Sunday, March 26, 2023



I was reading a January article from New York magazine by E. Alex Jung about the joys of drinking martinis with a side order of French fries.  He apparently first enjoyed this combination at Café Loup, a place I’m reasonably sure I went to at least once in my Manhattan days. It’s gone now anyway.


Jung goes to an establishment called Mimi and the article is illustrated with this picture. 


I don't know if you read the caption, it says 'Mimi offers a romantic mood: its martini glasses leave something to be desired.'  Yes that glass is an oddity, but in fact I was rather intrigued by it, thought it was quite a bold move, though I see the obvious disadvantages.


The combination of martini and French fries sounds a good one, the problem I see, as a man with an English palate, is that I’d want some vinegar on those French fries, and I fear that would play havoc with the taste of the martini.  I’m not saying I wouldn’t be able to drink it, but I’d fret.

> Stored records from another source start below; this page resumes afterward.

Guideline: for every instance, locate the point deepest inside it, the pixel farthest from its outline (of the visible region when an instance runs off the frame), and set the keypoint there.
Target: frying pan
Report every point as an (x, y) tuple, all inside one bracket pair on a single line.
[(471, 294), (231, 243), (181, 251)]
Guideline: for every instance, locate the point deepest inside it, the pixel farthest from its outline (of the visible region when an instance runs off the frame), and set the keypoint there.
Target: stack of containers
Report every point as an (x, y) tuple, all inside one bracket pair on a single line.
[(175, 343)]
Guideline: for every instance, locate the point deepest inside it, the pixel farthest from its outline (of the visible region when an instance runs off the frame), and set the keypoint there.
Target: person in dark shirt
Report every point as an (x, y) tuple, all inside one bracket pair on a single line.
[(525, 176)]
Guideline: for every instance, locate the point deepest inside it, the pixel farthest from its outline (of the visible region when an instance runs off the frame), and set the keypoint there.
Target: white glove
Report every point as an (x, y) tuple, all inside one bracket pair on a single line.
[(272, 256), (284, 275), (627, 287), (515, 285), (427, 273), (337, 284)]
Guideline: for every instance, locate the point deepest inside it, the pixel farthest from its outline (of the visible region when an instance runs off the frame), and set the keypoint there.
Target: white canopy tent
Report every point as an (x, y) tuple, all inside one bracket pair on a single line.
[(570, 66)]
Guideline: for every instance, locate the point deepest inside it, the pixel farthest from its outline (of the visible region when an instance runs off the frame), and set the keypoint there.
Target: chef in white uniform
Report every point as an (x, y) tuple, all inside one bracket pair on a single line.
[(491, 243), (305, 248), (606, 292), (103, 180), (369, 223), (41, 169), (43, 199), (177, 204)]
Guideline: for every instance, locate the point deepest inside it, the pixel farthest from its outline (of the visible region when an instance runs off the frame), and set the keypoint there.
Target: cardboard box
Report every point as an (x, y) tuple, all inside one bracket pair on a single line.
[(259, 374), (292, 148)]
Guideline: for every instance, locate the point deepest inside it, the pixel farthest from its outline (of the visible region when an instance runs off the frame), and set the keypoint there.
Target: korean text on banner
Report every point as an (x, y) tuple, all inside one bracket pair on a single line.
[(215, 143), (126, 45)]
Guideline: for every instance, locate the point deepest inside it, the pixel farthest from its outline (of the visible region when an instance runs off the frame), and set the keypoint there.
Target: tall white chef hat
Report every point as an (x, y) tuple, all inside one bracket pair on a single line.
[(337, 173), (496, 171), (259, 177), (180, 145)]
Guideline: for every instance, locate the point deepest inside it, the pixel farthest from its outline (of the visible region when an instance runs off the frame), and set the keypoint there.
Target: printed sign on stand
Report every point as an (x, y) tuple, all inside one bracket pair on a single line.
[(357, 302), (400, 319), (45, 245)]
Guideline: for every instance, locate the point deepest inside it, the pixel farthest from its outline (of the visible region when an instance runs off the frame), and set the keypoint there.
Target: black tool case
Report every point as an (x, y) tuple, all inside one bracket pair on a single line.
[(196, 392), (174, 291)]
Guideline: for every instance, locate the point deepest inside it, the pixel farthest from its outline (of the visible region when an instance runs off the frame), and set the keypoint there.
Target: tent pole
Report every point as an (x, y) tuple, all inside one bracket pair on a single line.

In general however Jung is very sound on the nature of the martini – what I call a meniscus, he calls a baby bump. And he also says, ‘These are feral times, and there’s an invitation of madness with a martini — a willingness to see where the night may go. There are dedicated martini menus and endless variations with everything from MSG to seawater drawn from Montauk. (The Ocean Martini at Honey’s, dotted with two cured autumn olives that look like blood clots, is fantastically briny.)’ Well it would be, wouldn't it?

I’m still working out how I feel about that, but I suppose it’s just an extreme version of a dirty martini.  Apparently it looks like this:


Below is E. Alex Jung who doesn’t look like a typical   martini and French fry kind of guy, but we know that martini enthusiasts come in all sizes and shapes.